Polη was previously shown to accumulate at stalled replication forks following treatment of cells with UV irradiation (Kannouche et al. 2001). This is observed as a dramatic increase in the number of cells containing Polη foci that colocalize with PCNA. To test whether ZRANB3 displays the same phenotype, we expressed YFP-ZRANB3 in U2OS cells, which were then exposed to UV irradiation and allowed to recover for 6 h. We found that ∼20% of unirradiated cells contained ZRANB3 foci that colocalized with PCNA and that this number increased following UV irradiation in a dose-dependent manner (Fig. 5C). We could also observe the accumulation of ZRANB3 at damaged replication forks following the treatment of cells with MMS and H2O2 (Supplemental Fig. 5B).

To gain insight into the mechanism that targets ZRANB3 to the sites of DNA replication, we analyzed the ability of functional ZRANB3 mutants to colocalize with endogenous PCNA. We introduced inactivating mutations in the conserved residues of the PIP-box (Q519A, F525A, and F526A; PIP* mutant) and the NZF (Y632A; NZF* mutant) motif (Fig. 2C,E) and assessed their potential to accumulate in replication foci. While the NZF* mutant efficiently colocalized with PCNA (Fig. 5D; Supplemental Fig. 5C), the PIP* mutant showed a notable decrease in the efficiency of recruitment to the sites of DNA replication (9% of cells expressing PIP*, compared with ∼20% of cells expressing ZRANB3) (Fig. 5D). This indicates that PIP-box-mediated interaction with PCNA plays an important role in the recruitment of ZRANB3 to replication foci.

We further examined the contribution of the HNH domain to the localization of ZRANB3. Interestingly, in undamaged cells, both wild-type ZRANB3 and the HNH domain alone colocalized with PCNA with comparable efficiencies (in ∼20% of cells) (Fig. 5D; Supplemental Fig. 5C). However, deletion of the HNH domain in ZRANB3 did not abrogate the colocalization with PCNA (Fig. 5D; Supplemental Fig. 5C, ΔHNH mutant). Despite this, the recruitment of ΔHNH to replication foci was less efficient than the recruitment of the wild-type ZRANB3 and could only be observed in 7.4% of cells (Fig. 5D). This highlights the importance of the HNH domain for the efficient recruitment of ZRANB3 to sites of DNA replication.

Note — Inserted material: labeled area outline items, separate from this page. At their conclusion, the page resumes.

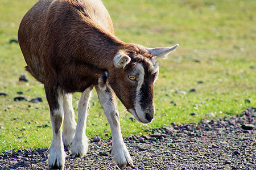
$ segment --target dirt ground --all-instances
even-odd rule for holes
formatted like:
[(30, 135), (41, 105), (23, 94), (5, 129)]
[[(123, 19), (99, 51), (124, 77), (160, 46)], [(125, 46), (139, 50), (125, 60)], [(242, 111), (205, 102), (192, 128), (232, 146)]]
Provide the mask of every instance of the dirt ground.
[[(230, 118), (203, 120), (125, 138), (135, 169), (256, 169), (256, 108)], [(65, 169), (115, 169), (111, 139), (92, 139), (82, 158), (66, 158)], [(7, 151), (0, 169), (46, 169), (46, 148)], [(127, 169), (132, 169), (128, 167)]]

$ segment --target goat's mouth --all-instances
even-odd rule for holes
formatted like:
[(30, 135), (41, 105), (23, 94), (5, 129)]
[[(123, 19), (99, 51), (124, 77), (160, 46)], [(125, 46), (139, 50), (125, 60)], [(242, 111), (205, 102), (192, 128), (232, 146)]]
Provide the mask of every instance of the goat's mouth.
[(144, 124), (147, 124), (152, 122), (152, 118), (150, 120), (147, 120), (146, 118), (143, 119), (141, 119), (139, 116), (138, 116), (137, 113), (136, 112), (136, 110), (134, 109), (129, 109), (128, 111), (133, 114), (135, 119), (140, 122), (142, 122)]

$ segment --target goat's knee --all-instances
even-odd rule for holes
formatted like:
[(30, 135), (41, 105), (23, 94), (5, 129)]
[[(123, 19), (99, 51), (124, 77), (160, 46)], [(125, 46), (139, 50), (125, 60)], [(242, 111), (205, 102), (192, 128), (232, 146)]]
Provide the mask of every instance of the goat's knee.
[(72, 106), (72, 94), (64, 94), (63, 96), (63, 109), (64, 118), (62, 138), (66, 151), (69, 150), (71, 143), (76, 132), (76, 123), (75, 120), (75, 113)]

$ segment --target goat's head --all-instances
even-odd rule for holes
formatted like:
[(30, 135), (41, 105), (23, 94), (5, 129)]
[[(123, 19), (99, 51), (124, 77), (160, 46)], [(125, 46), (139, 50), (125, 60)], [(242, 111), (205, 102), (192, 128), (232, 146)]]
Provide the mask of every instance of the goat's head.
[(147, 48), (127, 45), (114, 58), (108, 75), (109, 85), (138, 121), (144, 124), (152, 121), (154, 83), (159, 72), (157, 58), (166, 57), (178, 46)]

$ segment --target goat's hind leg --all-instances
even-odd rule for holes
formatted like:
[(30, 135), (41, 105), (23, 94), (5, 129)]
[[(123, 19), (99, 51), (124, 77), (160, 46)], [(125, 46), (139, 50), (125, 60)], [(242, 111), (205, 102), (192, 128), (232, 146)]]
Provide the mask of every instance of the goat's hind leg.
[(106, 87), (101, 90), (95, 87), (101, 106), (109, 123), (112, 135), (113, 160), (118, 167), (123, 169), (127, 166), (133, 167), (133, 160), (127, 150), (122, 137), (118, 110), (113, 90)]
[(72, 158), (84, 156), (88, 149), (88, 138), (85, 134), (85, 129), (89, 108), (89, 103), (93, 88), (90, 87), (86, 88), (79, 99), (77, 124), (71, 148)]
[(72, 95), (71, 94), (64, 94), (63, 109), (64, 118), (62, 138), (65, 150), (68, 151), (71, 148), (71, 143), (74, 138), (76, 126), (75, 113), (72, 106)]
[(65, 154), (61, 137), (64, 118), (63, 91), (56, 86), (44, 86), (51, 111), (52, 125), (52, 142), (48, 150), (48, 164), (51, 169), (63, 169)]

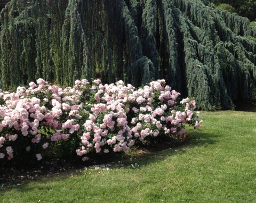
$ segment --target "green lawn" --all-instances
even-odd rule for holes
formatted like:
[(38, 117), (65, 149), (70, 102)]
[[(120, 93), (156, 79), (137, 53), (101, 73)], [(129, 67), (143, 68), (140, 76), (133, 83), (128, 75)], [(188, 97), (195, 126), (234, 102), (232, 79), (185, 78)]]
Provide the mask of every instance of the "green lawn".
[(183, 146), (130, 154), (123, 167), (5, 183), (0, 202), (256, 202), (256, 113), (202, 112), (201, 119), (201, 129), (187, 128)]

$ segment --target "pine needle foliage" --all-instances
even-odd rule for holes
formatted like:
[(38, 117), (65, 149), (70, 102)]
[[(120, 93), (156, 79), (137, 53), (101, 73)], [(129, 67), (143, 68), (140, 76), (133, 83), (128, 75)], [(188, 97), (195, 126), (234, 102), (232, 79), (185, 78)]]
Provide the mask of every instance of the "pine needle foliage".
[(163, 78), (207, 109), (256, 88), (256, 27), (199, 0), (11, 0), (0, 14), (1, 87), (38, 78), (139, 86)]

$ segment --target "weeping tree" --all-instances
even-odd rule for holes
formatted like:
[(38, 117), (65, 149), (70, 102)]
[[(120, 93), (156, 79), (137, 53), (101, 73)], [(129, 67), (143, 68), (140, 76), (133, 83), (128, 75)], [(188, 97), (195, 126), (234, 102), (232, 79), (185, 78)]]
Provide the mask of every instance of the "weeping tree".
[(256, 29), (199, 0), (11, 0), (0, 14), (3, 89), (43, 78), (165, 79), (202, 109), (255, 89)]

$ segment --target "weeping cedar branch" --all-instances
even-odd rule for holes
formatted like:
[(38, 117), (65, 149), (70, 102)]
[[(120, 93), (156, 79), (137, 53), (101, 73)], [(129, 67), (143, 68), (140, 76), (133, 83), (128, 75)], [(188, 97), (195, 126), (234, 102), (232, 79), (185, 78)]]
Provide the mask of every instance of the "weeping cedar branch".
[(230, 109), (255, 89), (255, 28), (201, 1), (12, 0), (0, 22), (4, 90), (38, 78), (163, 78), (207, 109)]

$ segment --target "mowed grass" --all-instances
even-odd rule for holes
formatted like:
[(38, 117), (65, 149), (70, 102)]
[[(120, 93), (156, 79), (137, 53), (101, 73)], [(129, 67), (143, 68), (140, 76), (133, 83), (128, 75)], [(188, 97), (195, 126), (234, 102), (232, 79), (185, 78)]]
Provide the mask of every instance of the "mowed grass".
[(183, 146), (135, 150), (123, 167), (4, 186), (0, 202), (256, 202), (256, 113), (202, 112), (201, 119), (199, 130), (187, 128)]

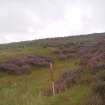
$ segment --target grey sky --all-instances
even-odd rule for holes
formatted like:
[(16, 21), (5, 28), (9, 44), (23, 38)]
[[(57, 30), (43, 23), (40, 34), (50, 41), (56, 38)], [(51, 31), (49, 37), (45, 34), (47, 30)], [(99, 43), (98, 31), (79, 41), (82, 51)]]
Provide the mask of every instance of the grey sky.
[(104, 0), (0, 0), (0, 43), (105, 31)]

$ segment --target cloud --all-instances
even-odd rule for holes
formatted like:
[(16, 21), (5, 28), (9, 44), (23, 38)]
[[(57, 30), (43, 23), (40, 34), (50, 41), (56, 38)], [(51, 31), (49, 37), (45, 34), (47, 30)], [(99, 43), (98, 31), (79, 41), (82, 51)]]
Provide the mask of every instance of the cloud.
[(103, 0), (0, 0), (0, 43), (105, 31)]

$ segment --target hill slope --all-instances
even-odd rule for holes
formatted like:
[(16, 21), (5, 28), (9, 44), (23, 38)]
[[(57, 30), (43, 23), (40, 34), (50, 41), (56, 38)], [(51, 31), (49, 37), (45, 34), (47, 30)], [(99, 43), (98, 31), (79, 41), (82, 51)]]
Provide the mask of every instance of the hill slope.
[[(104, 105), (105, 33), (0, 45), (0, 64), (27, 56), (49, 57), (54, 62), (56, 86), (64, 89), (55, 97), (42, 94), (50, 85), (45, 66), (35, 64), (22, 75), (0, 68), (0, 105)], [(80, 74), (74, 73), (71, 82), (70, 73), (76, 70)]]

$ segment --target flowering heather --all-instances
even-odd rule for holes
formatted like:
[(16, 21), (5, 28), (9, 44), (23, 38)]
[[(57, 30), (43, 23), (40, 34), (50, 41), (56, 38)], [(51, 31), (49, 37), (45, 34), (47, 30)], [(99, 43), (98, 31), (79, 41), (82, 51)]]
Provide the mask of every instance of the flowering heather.
[(43, 56), (26, 56), (23, 58), (12, 59), (0, 63), (0, 71), (22, 74), (25, 72), (30, 72), (32, 66), (48, 66), (51, 62), (50, 58)]

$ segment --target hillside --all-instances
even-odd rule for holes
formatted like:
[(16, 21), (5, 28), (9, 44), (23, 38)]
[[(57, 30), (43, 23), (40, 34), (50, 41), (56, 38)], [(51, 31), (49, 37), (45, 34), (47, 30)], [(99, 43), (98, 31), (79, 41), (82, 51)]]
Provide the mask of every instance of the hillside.
[(0, 45), (0, 105), (105, 105), (104, 99), (105, 33)]

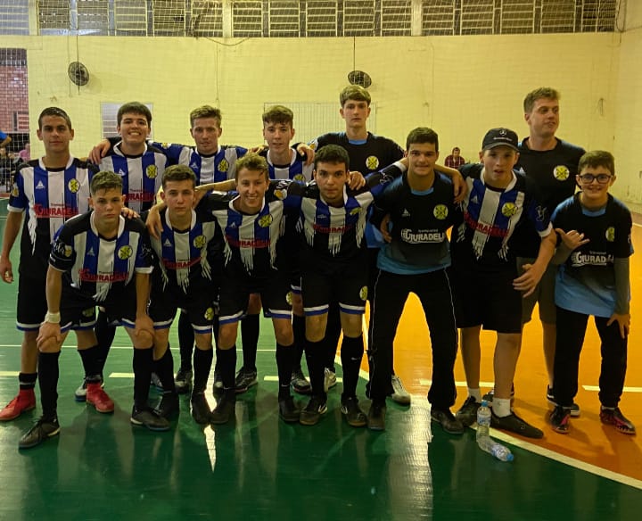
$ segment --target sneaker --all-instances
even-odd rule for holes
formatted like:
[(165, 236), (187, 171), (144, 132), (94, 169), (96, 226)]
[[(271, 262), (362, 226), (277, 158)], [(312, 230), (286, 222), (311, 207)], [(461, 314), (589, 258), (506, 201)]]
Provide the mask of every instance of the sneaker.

Our results suggested that the PIP-box and the HNH domain play major roles in the recruitment of ZRANB3 to replication foci. However, both PIP* and the ΔHNH mutant showed reduction, but not a complete loss, of colocalization with PCNA. We therefore inactivated the PIP-box in the ΔHNH mutant and evaluated the efficiency of its recruitment to the sites of DNA replication. Our data demonstrated that the ΔHNH-PIP* mutant could not be recruited to replication foci and did not colocalize with PCNA (Fig. 5D,E). This indicates that the PIP-box and the HNH domain provide alternative and partially redundant mechanisms through which ZRANB3 accumulates at replication foci.

We also wanted to address the contribution of functional domains within the ZRANB3 structure to its recruitment to sites of stalled DNA replication. We therefore examined the colocalization with PCNA of the ZRANB3 mutants following UV damage. Wild-type ZRANB3, NZF*, PIP*, the HNH domain, and the ΔHNH mutant all showed an induction in the number of cells containing focally concentrated ZRANB3 constructs, whose number increased approximately fourfold to sevenfold following UV irradiation (Fig. 5D). In contrast to this, the PIP*NZF* and ΔHNH-NZF* mutants did not show such induction, and their ability to form DNA damage-induced foci was severely compromised (∼12% of cells expressing PIP*NZF* and <6% of cells expressing ΔHNH-NZF* vs. >90% of cells expressing wild-type ZRANB3) (Fig. 5D,F). This indicates that NZF-mediated polyubiquitin binding plays an important role in the recruitment of ZRANB3 to stalled replication forks.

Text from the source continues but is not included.